The move by Maersk came as container shipping rates shot higher this week and economists warned that the global economy would come under fresh inflationary pressure if the disruption continued.
“The situation is constantly evolving and remains highly volatile, and all available intelligence at hand confirms that the security risk continues to be at a significantly elevated level,” said Maersk in a statement.
“We have therefore decided that all Maersk vessels due to transit the Red Sea/Gulf of Aden will be diverted south around the Cape of Good Hope for the foreseeable future.”
The world’s largest shippers have been abandoning the Suez Canal route connecting Asia and Europe despite US-led efforts to bolster maritime security in the region, following a swath of attacks by the Iranian-backed militants.
The Houthis have launched at least 20 attacks on ships off Yemen’s coast in recent weeks and have vowed to continue targeting vessels in response to Israel’s war in Gaza. Maersk’s announcement illustrates how shippers are now preparing for a prolonged disruption.
The longer distances container vessels are sailing around Africa have tightened the availability of ships and led to rates more than doubling since mid-December on the key Shanghai to Rotterdam route, rising to $3,100 per standard 40-foot container from $1,400, according to Xeneta.
“This confirms that there are no quick solutions to this crisis,” said Peter Sands, chief analyst at Xeneta, a container market intelligence company. “Maersk and other shipping companies will now be thinking in months and quarters rather than days and weeks.”
Economists warned that if the problems persisted it would slow the pace at which global price pressures subside and could delay the timing of expected interest rate cuts by central banks.
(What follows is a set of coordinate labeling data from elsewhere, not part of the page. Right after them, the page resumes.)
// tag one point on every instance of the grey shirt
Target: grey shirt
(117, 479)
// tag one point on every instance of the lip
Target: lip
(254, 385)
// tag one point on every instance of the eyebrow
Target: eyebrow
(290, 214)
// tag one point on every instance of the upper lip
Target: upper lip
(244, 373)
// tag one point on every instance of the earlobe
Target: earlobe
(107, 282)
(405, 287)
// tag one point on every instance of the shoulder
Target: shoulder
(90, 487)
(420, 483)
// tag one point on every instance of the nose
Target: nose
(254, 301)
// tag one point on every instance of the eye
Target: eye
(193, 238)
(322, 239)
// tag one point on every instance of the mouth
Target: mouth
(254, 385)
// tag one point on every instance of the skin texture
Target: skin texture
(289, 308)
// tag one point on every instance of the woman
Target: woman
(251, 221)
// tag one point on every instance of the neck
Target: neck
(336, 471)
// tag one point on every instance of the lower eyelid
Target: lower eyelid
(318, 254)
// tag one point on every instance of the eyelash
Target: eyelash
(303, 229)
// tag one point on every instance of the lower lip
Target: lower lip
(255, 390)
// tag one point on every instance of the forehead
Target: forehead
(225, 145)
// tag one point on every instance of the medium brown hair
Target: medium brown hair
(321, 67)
Investors expect the US Federal Reserve and European Central Bank to start cutting borrowing costs as early as March in response to a rapid cooling of price pressures. But markets have scaled back these bets in the past week after a rise in eurozone inflation and signals that Fed officials want to keep borrowing costs high for longer.
Ben May, director of global macro research at consultants Oxford Economics, said that based on IMF research the recent rise in shipping costs could add about 0.6 percentage points to global inflation if it was sustained for the rest of this year.
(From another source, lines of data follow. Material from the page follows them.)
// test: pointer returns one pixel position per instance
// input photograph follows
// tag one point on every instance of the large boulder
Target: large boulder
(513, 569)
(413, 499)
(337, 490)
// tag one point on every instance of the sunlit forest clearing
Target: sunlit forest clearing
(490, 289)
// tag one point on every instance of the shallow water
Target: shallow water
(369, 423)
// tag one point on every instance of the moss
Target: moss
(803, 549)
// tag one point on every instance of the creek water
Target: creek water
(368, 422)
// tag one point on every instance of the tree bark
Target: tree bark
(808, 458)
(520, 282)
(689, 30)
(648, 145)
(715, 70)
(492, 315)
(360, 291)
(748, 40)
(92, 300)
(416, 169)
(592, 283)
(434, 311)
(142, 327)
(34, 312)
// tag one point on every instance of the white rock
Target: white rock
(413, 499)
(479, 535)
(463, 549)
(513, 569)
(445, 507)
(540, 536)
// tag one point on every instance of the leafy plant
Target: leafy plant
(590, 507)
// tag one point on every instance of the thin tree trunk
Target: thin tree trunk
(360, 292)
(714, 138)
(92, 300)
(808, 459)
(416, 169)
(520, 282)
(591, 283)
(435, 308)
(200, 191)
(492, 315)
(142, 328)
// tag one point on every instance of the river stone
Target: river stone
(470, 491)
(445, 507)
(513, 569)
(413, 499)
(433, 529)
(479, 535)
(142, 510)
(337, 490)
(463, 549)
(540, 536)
This would slow the speed of disinflation and “could be another reason to believe that market expectations for the extent of policy loosening by the Fed this year have gone too far”, he said.
Thomas McGarrity, head of equities at RBC Wealth Management, said: “If the Red Sea disruption persists, the knock-on impact will likely be felt by industries such as clothing retail, with negative implications for margins due to higher freight costs.”
Western powers have deployed a number of naval vessels to the region to help provide protection for commercial shipping. But they have so far avoided a more robust response, such as targeting Houthi military facilities in Yemen, for fear of expanding the conflict.
Shipping companies are widely seen as beneficiaries from the Red Sea problems as freight rates increase and investors bet that what is bad news for the global economy and retailers could bring better profits for the biggest container groups.
Shares in Denmark’s Maersk are up almost 40 per cent since December 12 while those in German rival Hapag-Lloyd have increased two-thirds in the same period.
Oil markets have been less affected by the disruptions, with many companies still willing to traverse the Red Sea route, according to Vortexa, despite facing higher insurance costs. Brent crude has risen only slightly this week from $77 to $78 a barrel. BP said its vessels will avoid the route.
A tanker with an $85mn diesel cargo now costs about $5mn for a voyage from the Middle East to Europe, up from $3.2mn before the Houthi attacks began, according to estimates by Braemar.
Economists pointed out that global stocks of manufactured goods were relatively high while demand was weak, making shortages less likely, while reducing companies’ ability to pass on higher shipping costs to consumers.
Simon MacAdam, senior global economist at consultants Capital Economics, said the bigger risk remained an expansion of the conflict that could hit energy supplies.